# We have popples, FINALLY!



## asher (Mar 24, 2010)

I totally messed up their dates. Both does were bred the same does so I am hoping the other kindles SOON. If not within a few days, I'll rebreed her, I think.

Anyway, this is Snowflakes litter. She is REW jersey woolie and daddy is smoky pearl, I think? I'll have to look at his pedigree again because I don't remember. 

She had 7 which I think is the biggest jersey woolie litter than I have ever heard, but one didn't make it (not sure if she was too aggressive cleaning or if it just didn't make it). She made an awesome nest and then covered them all up so when I got home, I thought they were gone! They were just hidden, though.

Anyway, camera phone picture so not great, but you get the idea. They look so much like miniature rhinoceroses to me when they are this small! 

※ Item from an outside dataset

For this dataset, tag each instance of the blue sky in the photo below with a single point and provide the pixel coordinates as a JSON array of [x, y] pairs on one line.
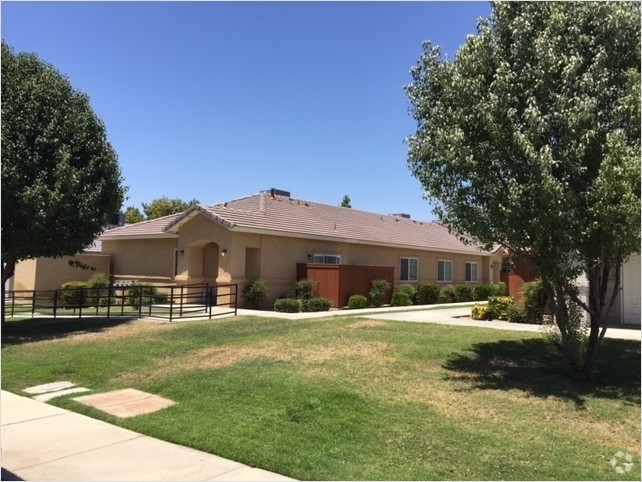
[[219, 100]]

Will take all of the "have baby" vibes that I can get now for Carly to kindle! She sure felt pregnant to me. She is a lot smaller, though so I think she will only have 2-3.


----------



## greenfamilyfarms (Mar 24, 2010)

Yay! When they get about 2 weeks old is when they hit that "OMG they are so adorable" stage.


----------



## asher (Mar 24, 2010)

And when they earn the true name of popples, for popping all over the nest!


----------



## asher (Mar 25, 2010)

My other doe is pulling fur this morning.  They were bred the same day. I think this is her first time kindling so I hope it goes well.


----------